Gateway orders bus; advisory board next
By Steve Herring
Published in News on December 21, 2008 2:00 AM
The Goldsboro/Wayne Transportation Authority (GATEWAY) Tuesday agreed to enter into a contract with the state to obtain about $26,000 to help pay for the $325,000 bus the system has ordered.
Federal funds will pay the lion's share, about $270,000, of the cost. Another $29,000 will be funded locally.
It will be about a year before the 35-foot, 32-seat bus will arrive and be put into service. Unlike the system's current vehicles, the bus won't have a lift for wheelchairs. Rather, a ramp at the front of the bus can be lowered for easier and more convenient wheelchair access, said Alan Stubbs, authority director.
The full-size bus, Stubbs said, should help people to better realize that the system is indeed a true public transportation system.
Once the bill for the bus is received, GATEWAY will be able to draw down the federal portion of the funding.
An invoice will be sent to the state for its portion.
Along with a new bus, GATEWAY is in the process of appointing a 20-member Transportation Advisory Board. The board is being required by the federal government.

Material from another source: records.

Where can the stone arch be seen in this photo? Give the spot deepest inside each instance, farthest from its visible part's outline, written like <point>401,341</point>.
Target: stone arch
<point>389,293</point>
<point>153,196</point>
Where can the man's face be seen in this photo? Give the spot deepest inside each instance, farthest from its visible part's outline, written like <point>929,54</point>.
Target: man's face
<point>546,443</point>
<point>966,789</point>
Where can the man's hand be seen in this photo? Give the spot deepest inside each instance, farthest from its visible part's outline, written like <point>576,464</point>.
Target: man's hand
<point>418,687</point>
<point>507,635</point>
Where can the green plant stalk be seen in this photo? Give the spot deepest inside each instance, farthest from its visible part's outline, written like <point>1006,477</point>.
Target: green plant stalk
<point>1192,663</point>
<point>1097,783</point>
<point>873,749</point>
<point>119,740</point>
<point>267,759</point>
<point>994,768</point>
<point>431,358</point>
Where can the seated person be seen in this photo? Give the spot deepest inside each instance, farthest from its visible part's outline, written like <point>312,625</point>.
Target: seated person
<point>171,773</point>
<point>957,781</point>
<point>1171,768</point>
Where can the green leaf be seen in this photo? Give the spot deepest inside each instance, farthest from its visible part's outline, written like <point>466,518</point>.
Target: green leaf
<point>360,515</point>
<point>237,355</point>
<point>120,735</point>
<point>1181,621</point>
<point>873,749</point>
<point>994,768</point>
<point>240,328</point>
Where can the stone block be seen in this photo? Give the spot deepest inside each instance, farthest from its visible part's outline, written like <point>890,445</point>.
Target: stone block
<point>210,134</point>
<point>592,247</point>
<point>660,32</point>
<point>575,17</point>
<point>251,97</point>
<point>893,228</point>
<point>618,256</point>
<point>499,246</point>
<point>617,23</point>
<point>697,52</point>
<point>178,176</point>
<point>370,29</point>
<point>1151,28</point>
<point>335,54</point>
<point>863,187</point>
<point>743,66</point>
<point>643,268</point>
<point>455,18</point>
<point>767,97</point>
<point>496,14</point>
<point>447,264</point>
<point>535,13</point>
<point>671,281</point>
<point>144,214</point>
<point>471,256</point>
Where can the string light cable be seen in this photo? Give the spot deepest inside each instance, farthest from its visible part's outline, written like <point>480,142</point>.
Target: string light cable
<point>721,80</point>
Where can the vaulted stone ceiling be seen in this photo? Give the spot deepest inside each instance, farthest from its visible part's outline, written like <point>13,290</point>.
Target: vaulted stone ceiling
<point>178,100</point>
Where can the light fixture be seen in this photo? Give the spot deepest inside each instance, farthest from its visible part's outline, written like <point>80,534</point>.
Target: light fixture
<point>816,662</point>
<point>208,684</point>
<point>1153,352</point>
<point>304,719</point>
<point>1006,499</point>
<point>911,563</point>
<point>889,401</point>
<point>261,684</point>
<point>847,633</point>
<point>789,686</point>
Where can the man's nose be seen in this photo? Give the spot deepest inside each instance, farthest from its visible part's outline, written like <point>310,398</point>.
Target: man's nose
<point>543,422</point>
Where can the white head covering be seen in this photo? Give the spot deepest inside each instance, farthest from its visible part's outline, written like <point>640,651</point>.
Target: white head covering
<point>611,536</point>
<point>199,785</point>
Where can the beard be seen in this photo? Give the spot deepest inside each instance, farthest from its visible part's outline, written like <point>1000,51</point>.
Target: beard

The board will provide input on what members feel the public is looking for, seek public involvement and provide administrative oversight, Stubbs said.
It is not a governing board.
GATEWAY board members John Forbes, Bob Waller and John Bell and Stubbs also will serve on the advisory board.
That, Stubbs said will help keep the two boards in touch.
"Five other advisory board members will be actual bus riders so we can get input as to what they'd like for us to do," Stubbs said.
The advisory board will represent a demographic representation of the county, Stubbs said.
The GATEWAY board meets on the last Tuesday of every other month and the meeting is in January. The advisory board will meet on the Thursday before the board meetings.
Stubbs noted that the city is growing and that GATEWAY wants to possibly add a fifth route next year.,
"We want to cover the areas that need transportation," he said.
All routes are excepted to be changed within the next year. A consulting firm is looking at the routes and the authority's total operation, Stubbs said.